36. Tiga Enam

74.4K 12.6K 1.2K
                                    

Setelah mendapat anggukan persetujuan oleh Ellgar, Rival langsung berlari masuk ke rumah Sasa. Napasnya tercekat begitu melihat mata sembab Cahya, raut sedih cewek itu membuat dadanya sesak. Rasa bersalah terus menghantamnya begitu hebat. Perlahan, ia mendekat dengan langkah pelan.

"Hey, muka lo jangan gitu. Kaya muka-muka orang yang kelilit utang," canda Cahya begitu melihat muka masam Rival.

Hal itu membuat Rival merasa bersalah lagi. Ia mendekat sampai tepat di hadapan Cahya. Tangannya kemudian menangkup pipi Cahya hati-hati. Raut kekhawatiran begitu terlihat jelas di mimik muka Rival.

"Tangan lo dingin banget," komentar Cahya lalu tersenyum paksa.

Memang. Bahkan tadi tangan Rival bergetar. Ini pertama kali dalam hidupnya melihat Cahya menangis, dan itu karena kebodohannya dalam menjaga.

"Mana yang sakit hm?" tanya Rival lembut. Matanya menyusuri wajah cantik Cahya dari dekat, untuk memastikan tidak ada yang luka.

"Nggak ada. Gue seneng banget lo dateng hehe. Jagoan gue pada dateng semua tanpa gue kasih tau," oceh Cahya sambil menatap orang-orang di sana satu persatu.

Rival tak menghiraukannya. Ia fokus menatap wajah cantik ini. Mata Rival menyelidik begitu dalam. Seketika ia kaget ketika melihat ada yang berbeda. Perbedaan itu terletak di antara pipi kanan dan kiri Cahya, pipi kanan terlihat lebih memerah dan agak lebam.

Dia tak bodoh dalam memahami ini. Itu artinya ada yang menampar pipi mulus Cahya. Seketika amarahnya berapi-api. Tanpa sadar kilat amarah terlihat di mata Rival.

"Siapa yang nampar lo?!" desis Rival terlihat menyeramkan, tak seperti biasanya. Semua kaget mendengar itu, kecuali Sasa yang memang sudah tahu.

"Siapa?!" desak Rival yang sudah tak bisa mengontrol emosinya. Bahkan Ellgar ikut maju ke arah Cahya.

Cahya gelagapan ditatap intens oleh abangnya dan Rival.

"Lo ditampar?" interogasi Ellgar.

Cahya diam saja membuat semua orang menatap Sasa untuk meminta penjelasan.

Sasa bingung harus menjawab apa. Akhirnya, ia mengangguk pelan.

"Bangsat!!" umpat semua laki-laki yang ada di sana. Bahkan Ellgar sudah mulai meninju tembok untuk melampiaskan emosinya.

"Maaf ...," lirih Rival penuh penyesalan. "Gue lalai jaga lo."

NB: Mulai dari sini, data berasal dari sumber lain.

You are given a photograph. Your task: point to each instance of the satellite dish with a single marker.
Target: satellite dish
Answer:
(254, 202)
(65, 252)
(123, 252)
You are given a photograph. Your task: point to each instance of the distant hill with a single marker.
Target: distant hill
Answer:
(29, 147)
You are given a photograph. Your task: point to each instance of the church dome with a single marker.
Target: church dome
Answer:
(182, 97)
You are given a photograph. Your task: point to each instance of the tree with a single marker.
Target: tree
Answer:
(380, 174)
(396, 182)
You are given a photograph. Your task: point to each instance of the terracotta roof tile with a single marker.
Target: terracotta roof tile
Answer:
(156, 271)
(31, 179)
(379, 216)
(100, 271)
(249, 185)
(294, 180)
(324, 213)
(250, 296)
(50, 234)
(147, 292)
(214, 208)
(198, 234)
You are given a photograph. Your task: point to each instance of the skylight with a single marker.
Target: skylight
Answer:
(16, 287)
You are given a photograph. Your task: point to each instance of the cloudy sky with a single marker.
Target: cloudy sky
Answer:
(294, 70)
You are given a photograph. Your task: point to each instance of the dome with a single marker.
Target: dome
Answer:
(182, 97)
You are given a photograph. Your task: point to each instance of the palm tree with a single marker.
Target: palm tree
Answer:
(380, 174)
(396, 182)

Cahya tertegun sesaat lalu mengangguk kecil.

Kepalanya menoleh kaget melihat abangnya seperti kesetanan meninju tembok. Dengan gesit ia mencegah Ellgar untuk tidak mengamuk lagi.

"Abang udah. Cahya nggak bisa liat Abang kaya gini," mohon Cahya yang sudah ingin menangis lagi. Ellgar berhenti lalu kembali memeluk Cahya erat sembari mulutnya terus-terusan menggumamkan kata maaf.

"Nggak pa-pa, Bang. Cahya kurang gesit nangkis aja."

Ellgar melepaskan pelukannya lalu mengusap lembut pipi Cahya menggunakan jarinya. Dilanjut dengan kecupan hangat dari bibir Ellgar di kening cewek itu, lalu turun ke pipi kanan dan kiri. Terakhir di hidung, interaksi romantis kakak adik di saksikan semua orang. Mereka tidak menyangka, ketua geng yang di luar dikenal sebagai sosok paling garang bisa selembut ini memperlakukan wanita.

Rival yang melihat itu hanya menahan amarahnya. Ada rasa cemburu sedikit melihat interaksi romantis itu.

"Maafin Abang," gumam Ellgar yang diangguki cepat oleh Cahya.

"Bukan salah Abang."

Rival berdeham hingga membuat semua orang memusatkan perhatiannya kepadanya.

"Ellgar ... gue boleh peluk adek lo? Setelah meluk dia, lo boleh ngehajar gue sepuas lo, lo bahkan boleh nglampiasin segala emosi lo ke gue. Tapi tolong ijinin gue buat meluk dia," izin Rival dengan keberaniannya. Jika tak ada Ellgar, sudah dari tadi ia memeluk tubuh mungil Cahya.